Archie hung about impatiently waiting for the Governor to make his farewells to the old lady and her granddaughters on whom he had expended his social talents at the dance. Mr. Congdon was quarreling with the clerk over the location of the room he had reserved; he wanted no room with a western exposure as such rooms were always so baked by the afternoon sun that they were as hot as tropical jungles at night. Having frightened the clerk into readjusting the entire registration to accommodate him, he demanded to know whether his son, Mr. Putney Congdon, was stopping in the house.

"Mind you, I have no reason to believe he is here, but I've been asking for him everywhere along the road."
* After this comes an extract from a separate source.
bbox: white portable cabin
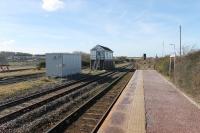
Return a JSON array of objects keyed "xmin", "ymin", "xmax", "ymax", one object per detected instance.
[{"xmin": 46, "ymin": 53, "xmax": 81, "ymax": 77}]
Assured that Mr. Putney Congdon was not in the inn and hadn't been there within the recollection of the office staff, the senior Congdon exploded violently upon Seebrook and Walters.

"Things have come to a pretty pass in this topsy turvy world when a man can't find his own son! For three days I've been wiring his clubs and all other places he could possibly be without result. And I have learned that his wife has left Bailey Harbor and the house there is closed. Closed! How dare they close that house when I was about to pay them a visit? I spent thirty-five dollars last night in telephoning trying to find out what's become of my son and his family and I got nothing for my money—nothing!"

Seebrook and Walters expressed their sympathy in mild tones that roused the old gentleman to greater fury.

"Can a whole family be obliterated and no trace left behind? Is it possible that they've been murdered in their beds, servants and all, and the police not yet aware of it?"

At the mention of murder Archie began stealthily feeling his way along the cigar counter to a water cooler. He drank two glasses of ice water while he listened to Eliphalet's grievances against all things visible and invisible. There seemed to be no escaping from the Congdons and here was the father of Putney boldly publishing to the whole state of New Hampshire his fear that his son had been murdered.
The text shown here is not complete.